Note: [1:2,1:2] only gives us the center most element in the matrix

In [None]:
print (C[1:2,1:2])

#### Another approach to get elements with values 5,6,8,9:
Here we use negative indices count from the end:
- -1 refers to the last row/column.
- -2 refers to the second-to-last row/column, and so on.

In [None]:
print(C[-2:,-2:])

##### Find the number of rows and columns for matrix G:

#### Now see if you can find the no. of rows and columns in G seperately:

### 5. Matrix Operations:

#### Find the Transpose of matrix G:

#### Add A and B, call the answer S and print it:

#### Multiply A by a scalar of 2 i.e. multiply all elements by 2:

#### Multiplying Matrices:

If we use the default multiplication operator in python, ``*`` we get element-wise multiplcation of A and B, but not standard (dot product) matrix multiplication.

In [None]:
M=A*B
print ("M is\n",M)
print("\nA is\n", A)
print("\nB is \n", B)

#### Find the dot product of A and B:

We can also use the @ operator for (dot product) matrix multiplication

In [None]:
M3=A@B
print("\nMatrix multiplication of A and B is\n", M3)

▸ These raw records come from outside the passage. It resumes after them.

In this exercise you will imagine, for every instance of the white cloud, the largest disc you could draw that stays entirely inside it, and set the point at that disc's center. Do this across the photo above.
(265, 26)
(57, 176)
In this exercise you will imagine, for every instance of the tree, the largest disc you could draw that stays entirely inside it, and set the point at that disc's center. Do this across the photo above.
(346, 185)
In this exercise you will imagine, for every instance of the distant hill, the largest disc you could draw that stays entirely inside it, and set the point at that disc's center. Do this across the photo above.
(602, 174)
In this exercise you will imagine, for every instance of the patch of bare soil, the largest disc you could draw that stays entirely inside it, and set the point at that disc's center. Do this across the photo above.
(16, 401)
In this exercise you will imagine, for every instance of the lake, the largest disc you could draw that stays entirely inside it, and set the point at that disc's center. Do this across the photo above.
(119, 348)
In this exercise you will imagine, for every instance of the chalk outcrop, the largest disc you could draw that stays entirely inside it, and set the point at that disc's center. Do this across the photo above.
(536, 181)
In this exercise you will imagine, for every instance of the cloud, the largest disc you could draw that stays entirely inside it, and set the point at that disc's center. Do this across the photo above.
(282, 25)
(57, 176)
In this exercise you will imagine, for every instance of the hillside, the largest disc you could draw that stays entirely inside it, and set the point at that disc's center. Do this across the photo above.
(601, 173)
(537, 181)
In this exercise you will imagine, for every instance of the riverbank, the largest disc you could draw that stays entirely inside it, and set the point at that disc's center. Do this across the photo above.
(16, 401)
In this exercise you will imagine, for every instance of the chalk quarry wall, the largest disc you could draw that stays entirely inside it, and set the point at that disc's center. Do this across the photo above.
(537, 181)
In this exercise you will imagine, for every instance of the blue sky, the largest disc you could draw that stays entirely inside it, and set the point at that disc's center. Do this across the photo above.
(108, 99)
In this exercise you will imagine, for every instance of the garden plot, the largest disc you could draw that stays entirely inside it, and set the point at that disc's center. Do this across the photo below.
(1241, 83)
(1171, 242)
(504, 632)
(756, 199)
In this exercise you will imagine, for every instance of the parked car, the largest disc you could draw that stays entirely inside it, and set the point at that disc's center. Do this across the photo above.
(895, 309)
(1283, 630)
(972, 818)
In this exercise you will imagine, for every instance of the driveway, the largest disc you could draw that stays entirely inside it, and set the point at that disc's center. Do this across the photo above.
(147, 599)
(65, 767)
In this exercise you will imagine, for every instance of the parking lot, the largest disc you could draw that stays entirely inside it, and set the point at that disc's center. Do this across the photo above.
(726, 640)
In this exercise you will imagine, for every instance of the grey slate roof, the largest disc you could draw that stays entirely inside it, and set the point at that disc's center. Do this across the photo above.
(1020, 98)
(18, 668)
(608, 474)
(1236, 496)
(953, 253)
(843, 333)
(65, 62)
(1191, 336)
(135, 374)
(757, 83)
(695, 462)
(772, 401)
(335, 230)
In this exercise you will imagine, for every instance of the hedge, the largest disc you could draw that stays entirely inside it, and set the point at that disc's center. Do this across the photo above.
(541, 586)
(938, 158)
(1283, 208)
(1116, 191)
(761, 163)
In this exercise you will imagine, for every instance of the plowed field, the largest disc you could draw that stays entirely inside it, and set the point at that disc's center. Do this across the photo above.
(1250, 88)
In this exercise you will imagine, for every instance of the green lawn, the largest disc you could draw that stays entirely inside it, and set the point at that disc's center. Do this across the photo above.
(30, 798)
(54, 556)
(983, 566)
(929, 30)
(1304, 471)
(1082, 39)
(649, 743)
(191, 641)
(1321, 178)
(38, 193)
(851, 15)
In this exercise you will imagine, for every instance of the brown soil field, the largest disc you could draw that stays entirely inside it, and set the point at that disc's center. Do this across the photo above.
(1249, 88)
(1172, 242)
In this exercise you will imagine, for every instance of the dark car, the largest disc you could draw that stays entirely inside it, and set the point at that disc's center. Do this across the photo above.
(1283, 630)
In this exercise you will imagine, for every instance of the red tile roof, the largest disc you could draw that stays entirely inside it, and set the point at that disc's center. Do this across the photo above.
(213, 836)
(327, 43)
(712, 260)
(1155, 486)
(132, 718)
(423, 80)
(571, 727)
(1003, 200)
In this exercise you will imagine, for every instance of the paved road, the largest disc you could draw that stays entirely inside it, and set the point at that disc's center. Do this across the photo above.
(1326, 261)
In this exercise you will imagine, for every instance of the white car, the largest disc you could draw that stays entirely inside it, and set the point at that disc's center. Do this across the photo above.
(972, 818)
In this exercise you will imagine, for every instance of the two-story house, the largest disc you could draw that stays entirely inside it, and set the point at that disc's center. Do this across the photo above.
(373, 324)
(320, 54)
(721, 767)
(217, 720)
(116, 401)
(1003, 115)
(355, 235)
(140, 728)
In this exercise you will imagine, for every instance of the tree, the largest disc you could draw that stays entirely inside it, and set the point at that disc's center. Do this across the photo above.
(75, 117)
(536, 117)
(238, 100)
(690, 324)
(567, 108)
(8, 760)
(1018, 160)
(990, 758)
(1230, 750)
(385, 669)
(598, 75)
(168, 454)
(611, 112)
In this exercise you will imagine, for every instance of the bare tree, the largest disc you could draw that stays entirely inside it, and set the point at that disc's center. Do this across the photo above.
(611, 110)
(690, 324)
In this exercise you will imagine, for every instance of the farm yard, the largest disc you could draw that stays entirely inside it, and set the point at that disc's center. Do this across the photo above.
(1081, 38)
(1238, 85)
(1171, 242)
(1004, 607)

#### Let's calculate inverse of matrix A:

In [46]:
A1=np.linalg.inv(A)

Note that this uses linalg submodule of numpy library, submodules are accessed using dot notation and sometimes must be imported separately

We can check if A1 is the inverse of using matrix multiplication: A1@A=A@A1=Identity matrix

In [None]:
print(A@A1)

Don't be confused by e^-16, it is effectively zero

### 6. Save matrix to a file:

#### Save matrix G to the file matrix_file.npy

#### Let's load the saved file and compare the matrices, all elements should be equal:

In [None]:
G4=np.load('matrix_file.npy')
print(G4==G)

You are done this tutorial, congrats! If you have lots of extra time in the tutorial it might be worth starting to look for interesting datasets for your project!